Sayed Haider Raza
Temple Protestant
oil on canvas
signed and dated 1957 upper right; titled “Temple protestant” on the stretcher; inscribed RAZA "Temple Protestant / P185 - 58 / 25F” on a label on the stretcher; further titled “Protestant Church” on a gallery label on the frame on the reverse
25.5 x 31.75 in ( 64.8 x 80.6 cm )
In 1950, Raza moved to Paris from his homeland of India having obtained a bursary from the French Government to study at the École Nationale des Beaux-Arts. His initial years in the city were difficult as he lacked acquaintances and struggled for money. However, after several years his fortunes began to change. In 1955 he signed a contract with Galerie Lara Vincy to exhibit with them exclusively until 1971 and the following year he was awarded the prestigious Prix de La Critique, the first foreign artist to do so. By 1957, the year "Temple Protestant" was painted, Raza was able to live off his art alone and move into a loft space in the Latin Quarter of Paris, as he said “a new life started for me”. As Raza’s finances improved, he was able to move from gouache in tempera, to the more expensive medium of impasto in oil. He also began to travel more extensively through France and it was the villages and landscapes of his new country that became the main subjects of his paintings. As Raza explains:
“The French landscape became a dominant theme of my work from 1954 to ’65. I went to Brittany where I painted French churches and villages. I went to the central part of France. I went right up to Carcassone and to the southern part called Provence; in the villages dating back to the middle ages the houses were beautiful.”

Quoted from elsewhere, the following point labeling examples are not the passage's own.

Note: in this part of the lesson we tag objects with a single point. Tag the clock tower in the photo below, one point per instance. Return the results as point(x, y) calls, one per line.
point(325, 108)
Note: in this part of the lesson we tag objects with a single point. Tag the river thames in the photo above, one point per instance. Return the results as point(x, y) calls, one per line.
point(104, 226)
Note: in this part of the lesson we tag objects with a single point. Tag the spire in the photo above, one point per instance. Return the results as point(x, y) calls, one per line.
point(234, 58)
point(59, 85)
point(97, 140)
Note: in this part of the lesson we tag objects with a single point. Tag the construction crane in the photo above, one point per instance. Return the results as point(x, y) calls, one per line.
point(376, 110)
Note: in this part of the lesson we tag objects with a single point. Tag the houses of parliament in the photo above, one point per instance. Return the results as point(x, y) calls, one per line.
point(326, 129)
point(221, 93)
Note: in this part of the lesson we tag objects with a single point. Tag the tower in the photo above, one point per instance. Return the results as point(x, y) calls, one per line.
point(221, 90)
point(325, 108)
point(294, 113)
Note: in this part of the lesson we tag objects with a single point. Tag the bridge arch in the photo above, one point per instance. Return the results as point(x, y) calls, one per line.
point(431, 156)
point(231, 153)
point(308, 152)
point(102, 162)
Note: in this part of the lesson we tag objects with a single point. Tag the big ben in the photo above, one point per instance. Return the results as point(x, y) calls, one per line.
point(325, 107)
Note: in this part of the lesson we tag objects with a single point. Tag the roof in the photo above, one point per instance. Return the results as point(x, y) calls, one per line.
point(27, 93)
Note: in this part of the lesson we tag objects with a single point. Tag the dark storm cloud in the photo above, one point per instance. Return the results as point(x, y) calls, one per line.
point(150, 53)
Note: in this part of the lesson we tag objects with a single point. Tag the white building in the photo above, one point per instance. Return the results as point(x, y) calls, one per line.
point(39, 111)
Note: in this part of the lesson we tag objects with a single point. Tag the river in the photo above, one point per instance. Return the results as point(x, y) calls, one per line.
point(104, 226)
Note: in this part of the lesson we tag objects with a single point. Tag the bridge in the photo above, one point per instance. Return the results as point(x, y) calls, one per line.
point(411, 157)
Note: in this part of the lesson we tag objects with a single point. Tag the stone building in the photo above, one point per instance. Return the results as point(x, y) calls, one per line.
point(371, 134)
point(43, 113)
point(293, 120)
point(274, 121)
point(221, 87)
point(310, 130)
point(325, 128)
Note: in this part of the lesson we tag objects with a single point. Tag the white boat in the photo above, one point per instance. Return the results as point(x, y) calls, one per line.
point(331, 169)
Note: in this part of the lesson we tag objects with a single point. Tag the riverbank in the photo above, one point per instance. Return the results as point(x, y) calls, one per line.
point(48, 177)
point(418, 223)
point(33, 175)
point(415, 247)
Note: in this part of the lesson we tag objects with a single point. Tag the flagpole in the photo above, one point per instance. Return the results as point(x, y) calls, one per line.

In combination with these changes, Raza’s works from the mid- to late-1950s also demonstrate a new shift in style and vision, particularly brought about by his exposure to the work of the Post-Impressionists and artists like Cézanne, whose paintings he saw in the museums and galleries of Paris. However, where Raza begins exploration into a new direction in his art, he does not abandon his previous style immediately. In the current work we still see traces of the clarity and order of his ‘classic’ period some years previously. The composition is carefully balanced, with the village and its imposing spired church set against a pale blue sky, each building encased with a bold black line. However, the elements of the painting are now no longer painted in flat delicate tempera and strung along the horizon but densely packed together and rendered in thick rugged brushstrokes. Over the coming years, as Raza further explored the possibilities of his new medium and as his artistic sensibility matured, his paintings would become looser, more textured and more expressionistic. "Temple Protestant" stands at a point where to use Rudolf von Leyden’s words, “subject” is becoming increasingly more irrelevant, but “image” persists.
We extend our thanks to Anne Macklin from The Raza Foundation in New Delhi for her assistance in researching this artwork and contributing the preceding essay.
This work will be included in "S.H. Raza, Catalogue Raisonné, Early Works (1940-1957)" by Anne Macklin on behalf of The Raza Foundation, New Delhi (SR2712).